In the longer term, you can work to see yourself as a leader–and build your skills and mindset with ALSC.

While the biggest reason we have this leadership drought is because many capable members do not have the capacity to lead right now, it’s also a reality of our association that many, many members simply do not see themselves as leaders. If you personally fall into that category, may I suggest you modify that thought just a bit: you don’t see yourself as a leader yet. Leadership is about many things–skills, experience, perspective, coaching. ALSC can and does support members in developing all of these. Over the next year or two, think about your ALSC and library work, and think about how you can take one incremental step forward to build yourself as a leader. If you’ve not served on a committee before, perhaps your step is to submit your volunteer form and observe a few committee meetings as you await an appointment. If you’ve served on a committee or two, update your form to indicate you’re willing to serve as a chair (and you can always email the appointing officer–the ALSC Vice President–in the spring to express your interest directly!). If you’ve served as a chair, give some thought to volunteering to be a Priority Group Consultant, to formally or informally mentoring more junior members, or to standing for election.
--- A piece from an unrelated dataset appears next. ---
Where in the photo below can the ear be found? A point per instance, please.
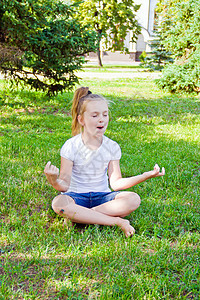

Addressing this leadership drought requires several layers of goals, many of which take time to create the change we seek. In the short term, we’re hoping to streamline our volunteering process and improve our communication so we catch more of our qualified members at the right time in their professional lives. We’re also working to connect more with members who may have engaged more with other ALA units than they have with ALSC. In the long term, our organization hopes to make both the field of library children’s services and ALSC’s membership more accessible and inclusive. Over time, we hope and expect that our governance positions will reflect that evolution, and our leadership drought will be replaced by ongoing abundance.

I will be honored to serve on the ALSC Board alongside any of the candidates who are on the ballot this spring–they are qualified, committed members of our association. I would also love to see our association grow our ranks of member leaders so that many, many more of us see ourselves as having the skills, interests, and capacity to serve in a governance role. ALSC is all of us, only as strong as we members build it–and it is up to each of us to build the leadership and the association that we want to see.